Sajid Javid demands end to 'senseless' knife crime as two teenagers are killed in 24 hours
The home secretary will meet police chiefs on Wednesday to discuss the issue
Home secretary Sajid Javid has called for an end to "senseless" knife violence after two 17-year-olds were stabbed to death in the space of 24 hours.
Jodie Chesney was killed in an east London park on Friday before Yousef Makki died in Manchester on Saturday.
The number of young people linked to murders and manslaughter involving knives increased by more than 75 per cent in the last three years, a recent investigation showed.

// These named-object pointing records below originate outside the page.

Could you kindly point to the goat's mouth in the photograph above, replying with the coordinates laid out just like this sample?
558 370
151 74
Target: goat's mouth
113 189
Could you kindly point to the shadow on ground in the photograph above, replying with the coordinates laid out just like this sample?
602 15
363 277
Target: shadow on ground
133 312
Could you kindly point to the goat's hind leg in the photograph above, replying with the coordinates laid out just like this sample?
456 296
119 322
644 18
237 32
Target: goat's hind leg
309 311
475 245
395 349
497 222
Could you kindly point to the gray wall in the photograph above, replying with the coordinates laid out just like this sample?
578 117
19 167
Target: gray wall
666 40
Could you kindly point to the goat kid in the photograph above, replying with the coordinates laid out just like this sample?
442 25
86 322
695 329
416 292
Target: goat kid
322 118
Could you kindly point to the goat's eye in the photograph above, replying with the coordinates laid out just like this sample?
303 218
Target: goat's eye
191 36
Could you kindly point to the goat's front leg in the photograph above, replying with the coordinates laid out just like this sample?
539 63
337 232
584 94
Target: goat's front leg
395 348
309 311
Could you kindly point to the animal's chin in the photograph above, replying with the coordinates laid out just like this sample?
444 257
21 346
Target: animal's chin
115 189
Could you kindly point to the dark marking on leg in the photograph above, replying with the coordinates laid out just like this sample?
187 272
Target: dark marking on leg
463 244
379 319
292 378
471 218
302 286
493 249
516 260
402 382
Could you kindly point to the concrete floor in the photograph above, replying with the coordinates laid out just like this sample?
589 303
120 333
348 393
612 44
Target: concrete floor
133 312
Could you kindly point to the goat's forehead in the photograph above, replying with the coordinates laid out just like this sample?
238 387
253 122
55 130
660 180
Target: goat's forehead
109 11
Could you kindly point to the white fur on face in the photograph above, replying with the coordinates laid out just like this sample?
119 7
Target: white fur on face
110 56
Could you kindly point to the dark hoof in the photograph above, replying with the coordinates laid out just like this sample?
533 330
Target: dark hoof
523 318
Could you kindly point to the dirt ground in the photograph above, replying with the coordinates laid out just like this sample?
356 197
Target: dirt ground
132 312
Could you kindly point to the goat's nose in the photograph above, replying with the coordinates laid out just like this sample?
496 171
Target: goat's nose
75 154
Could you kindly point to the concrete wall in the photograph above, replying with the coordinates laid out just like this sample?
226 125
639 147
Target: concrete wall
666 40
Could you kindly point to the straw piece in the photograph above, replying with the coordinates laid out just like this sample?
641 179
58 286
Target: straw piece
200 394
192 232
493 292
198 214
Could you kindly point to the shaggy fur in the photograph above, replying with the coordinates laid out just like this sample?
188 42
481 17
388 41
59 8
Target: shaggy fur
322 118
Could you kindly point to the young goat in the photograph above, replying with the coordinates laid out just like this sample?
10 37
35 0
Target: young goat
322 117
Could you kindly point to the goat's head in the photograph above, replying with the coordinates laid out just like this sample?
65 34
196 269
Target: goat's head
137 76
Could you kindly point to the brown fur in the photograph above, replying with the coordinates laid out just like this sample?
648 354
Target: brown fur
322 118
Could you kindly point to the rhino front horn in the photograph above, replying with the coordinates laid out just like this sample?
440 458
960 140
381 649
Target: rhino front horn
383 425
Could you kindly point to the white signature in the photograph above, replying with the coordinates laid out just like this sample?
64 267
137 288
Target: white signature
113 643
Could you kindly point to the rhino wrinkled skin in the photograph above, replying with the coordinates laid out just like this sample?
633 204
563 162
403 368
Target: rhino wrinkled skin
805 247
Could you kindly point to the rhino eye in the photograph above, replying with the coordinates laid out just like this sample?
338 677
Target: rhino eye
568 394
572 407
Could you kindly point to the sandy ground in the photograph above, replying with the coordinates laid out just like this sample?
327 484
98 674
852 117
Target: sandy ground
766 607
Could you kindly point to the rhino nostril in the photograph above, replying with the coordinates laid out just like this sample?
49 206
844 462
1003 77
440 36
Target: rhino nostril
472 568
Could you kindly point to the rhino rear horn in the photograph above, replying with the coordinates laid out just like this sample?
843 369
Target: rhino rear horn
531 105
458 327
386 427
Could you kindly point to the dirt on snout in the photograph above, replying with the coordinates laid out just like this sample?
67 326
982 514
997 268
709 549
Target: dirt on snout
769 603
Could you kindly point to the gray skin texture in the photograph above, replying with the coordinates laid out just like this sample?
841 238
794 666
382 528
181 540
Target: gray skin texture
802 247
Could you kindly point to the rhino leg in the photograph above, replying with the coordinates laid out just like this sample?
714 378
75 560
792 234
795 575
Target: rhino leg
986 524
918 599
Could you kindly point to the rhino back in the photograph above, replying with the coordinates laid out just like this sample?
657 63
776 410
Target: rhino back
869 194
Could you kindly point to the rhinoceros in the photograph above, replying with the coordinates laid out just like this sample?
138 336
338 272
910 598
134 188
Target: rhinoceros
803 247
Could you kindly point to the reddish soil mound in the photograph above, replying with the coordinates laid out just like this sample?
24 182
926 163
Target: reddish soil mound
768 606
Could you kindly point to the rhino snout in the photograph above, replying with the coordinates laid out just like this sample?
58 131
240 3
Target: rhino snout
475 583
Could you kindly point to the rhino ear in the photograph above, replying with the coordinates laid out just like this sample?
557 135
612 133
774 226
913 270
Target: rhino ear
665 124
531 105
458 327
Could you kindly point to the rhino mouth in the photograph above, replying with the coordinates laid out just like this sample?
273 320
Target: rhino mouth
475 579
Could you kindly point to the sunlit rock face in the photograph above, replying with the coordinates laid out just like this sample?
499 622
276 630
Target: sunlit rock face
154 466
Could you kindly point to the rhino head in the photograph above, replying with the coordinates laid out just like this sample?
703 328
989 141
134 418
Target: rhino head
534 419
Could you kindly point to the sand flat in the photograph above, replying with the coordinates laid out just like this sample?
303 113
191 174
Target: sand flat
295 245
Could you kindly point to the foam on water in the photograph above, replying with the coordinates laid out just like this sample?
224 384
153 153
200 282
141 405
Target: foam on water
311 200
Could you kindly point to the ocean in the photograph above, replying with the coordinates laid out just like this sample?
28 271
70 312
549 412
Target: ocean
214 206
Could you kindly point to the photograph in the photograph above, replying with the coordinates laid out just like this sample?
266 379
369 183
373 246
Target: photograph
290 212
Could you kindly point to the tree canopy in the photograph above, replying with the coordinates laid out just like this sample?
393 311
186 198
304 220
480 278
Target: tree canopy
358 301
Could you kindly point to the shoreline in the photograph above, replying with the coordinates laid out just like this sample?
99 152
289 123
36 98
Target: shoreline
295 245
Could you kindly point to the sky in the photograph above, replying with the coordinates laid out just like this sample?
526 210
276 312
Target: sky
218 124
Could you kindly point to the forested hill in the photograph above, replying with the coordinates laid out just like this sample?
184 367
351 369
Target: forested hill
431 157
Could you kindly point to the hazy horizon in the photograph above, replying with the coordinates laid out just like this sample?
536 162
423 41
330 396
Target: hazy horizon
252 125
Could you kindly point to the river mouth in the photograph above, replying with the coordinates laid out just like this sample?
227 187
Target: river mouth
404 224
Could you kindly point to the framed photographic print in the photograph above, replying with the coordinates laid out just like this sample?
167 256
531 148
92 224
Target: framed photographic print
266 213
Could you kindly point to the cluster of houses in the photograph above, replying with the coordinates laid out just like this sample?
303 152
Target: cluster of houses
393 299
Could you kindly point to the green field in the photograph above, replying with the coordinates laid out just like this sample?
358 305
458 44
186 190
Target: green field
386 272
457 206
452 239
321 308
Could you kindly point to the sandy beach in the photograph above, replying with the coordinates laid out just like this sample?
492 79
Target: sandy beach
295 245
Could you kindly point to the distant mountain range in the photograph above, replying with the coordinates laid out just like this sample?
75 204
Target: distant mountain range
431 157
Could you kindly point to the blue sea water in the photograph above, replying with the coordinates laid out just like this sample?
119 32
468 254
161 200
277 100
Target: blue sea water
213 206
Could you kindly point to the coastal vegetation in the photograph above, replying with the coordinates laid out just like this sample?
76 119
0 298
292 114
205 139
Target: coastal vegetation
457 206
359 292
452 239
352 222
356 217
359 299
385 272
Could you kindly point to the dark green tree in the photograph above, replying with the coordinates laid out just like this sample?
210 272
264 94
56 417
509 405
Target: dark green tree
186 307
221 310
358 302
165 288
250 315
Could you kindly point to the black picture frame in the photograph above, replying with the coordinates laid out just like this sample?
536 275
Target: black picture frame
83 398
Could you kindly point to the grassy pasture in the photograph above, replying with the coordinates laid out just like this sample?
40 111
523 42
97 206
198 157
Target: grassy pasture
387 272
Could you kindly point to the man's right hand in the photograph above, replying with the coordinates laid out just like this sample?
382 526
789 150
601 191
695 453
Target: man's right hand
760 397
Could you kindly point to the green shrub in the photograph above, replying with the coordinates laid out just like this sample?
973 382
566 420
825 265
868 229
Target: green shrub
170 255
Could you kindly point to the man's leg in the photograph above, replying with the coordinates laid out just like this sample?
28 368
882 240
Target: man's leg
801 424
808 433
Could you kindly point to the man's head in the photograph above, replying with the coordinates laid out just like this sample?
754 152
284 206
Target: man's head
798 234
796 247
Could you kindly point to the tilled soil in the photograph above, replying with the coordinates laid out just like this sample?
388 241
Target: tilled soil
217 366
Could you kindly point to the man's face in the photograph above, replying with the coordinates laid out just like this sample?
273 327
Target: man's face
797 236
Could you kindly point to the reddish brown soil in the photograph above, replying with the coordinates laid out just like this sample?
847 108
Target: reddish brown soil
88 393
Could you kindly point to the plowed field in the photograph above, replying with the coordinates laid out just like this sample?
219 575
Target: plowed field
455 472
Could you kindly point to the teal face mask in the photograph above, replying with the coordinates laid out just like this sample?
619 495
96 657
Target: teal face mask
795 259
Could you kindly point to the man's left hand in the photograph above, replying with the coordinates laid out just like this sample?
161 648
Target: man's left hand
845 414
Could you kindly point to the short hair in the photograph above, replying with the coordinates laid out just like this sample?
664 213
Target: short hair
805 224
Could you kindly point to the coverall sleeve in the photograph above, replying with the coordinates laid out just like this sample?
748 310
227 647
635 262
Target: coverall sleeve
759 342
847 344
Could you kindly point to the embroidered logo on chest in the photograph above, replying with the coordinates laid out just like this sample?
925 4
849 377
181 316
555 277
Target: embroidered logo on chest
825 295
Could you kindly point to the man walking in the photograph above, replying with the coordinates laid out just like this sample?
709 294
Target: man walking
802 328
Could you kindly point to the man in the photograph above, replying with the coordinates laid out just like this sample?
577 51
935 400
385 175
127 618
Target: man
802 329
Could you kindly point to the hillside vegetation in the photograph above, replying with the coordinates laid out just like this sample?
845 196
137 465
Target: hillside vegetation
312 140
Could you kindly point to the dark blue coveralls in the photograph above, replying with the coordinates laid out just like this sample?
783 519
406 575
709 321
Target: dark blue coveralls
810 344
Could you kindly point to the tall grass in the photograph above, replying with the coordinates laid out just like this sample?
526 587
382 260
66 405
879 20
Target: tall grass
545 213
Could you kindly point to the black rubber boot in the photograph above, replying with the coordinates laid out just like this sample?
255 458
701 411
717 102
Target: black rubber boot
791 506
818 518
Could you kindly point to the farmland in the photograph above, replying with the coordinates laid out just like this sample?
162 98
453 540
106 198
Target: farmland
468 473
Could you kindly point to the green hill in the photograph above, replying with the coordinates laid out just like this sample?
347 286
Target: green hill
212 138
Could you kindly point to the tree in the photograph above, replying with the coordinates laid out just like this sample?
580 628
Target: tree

Javid will meet with police chiefs at the second police constables' round table on Wednesday to discuss strategy and share best practices in dealing with violent crime.
On Sunday the home secretary said: "Young people are being murdered across the country and it can't go on.
"We're taking action on many fronts and I'll be meeting police chiefs this week to hear what more can be done.
"It is vital that we unite to stop this senseless violence."
There have been 20 homicides in London so far this year. Jodie Chesney, who police say was stabbed in the back in Romford, was the 18th. Yousef Makki died in the quiet village of Hale Barns, Altrincham.
Over the course of two weeks three teenagers have been stabbed to death in Birmingham, prompting West Midlands police and crime commissioner David Jamieson to call the issue a "national emergency."
The number of offenders under 18 committing homicides using a knife or sharp instrument rose by 77 per cent from 26 to 46 from 2016 to 2018, according to a report by Channel 4's Dispatches.
Young people are being murdered across the county & it can’t go on. We’re taking action on many fronts & I’ll be meeting police chiefs this week to hear what more can be done. Vital we unite to stop this senseless violence
— Sajid Javid (@sajidjavid) March 3, 2019
The investigation also found that robberies with a knife increased from 656 to 999 during the same period, and the number of children aged 16 and under being treated for stab wounds in England rose by 93 per cent.
In October the Home Office announced a £200 million youth endowment fund, as well as other measures, to help tackle the problem.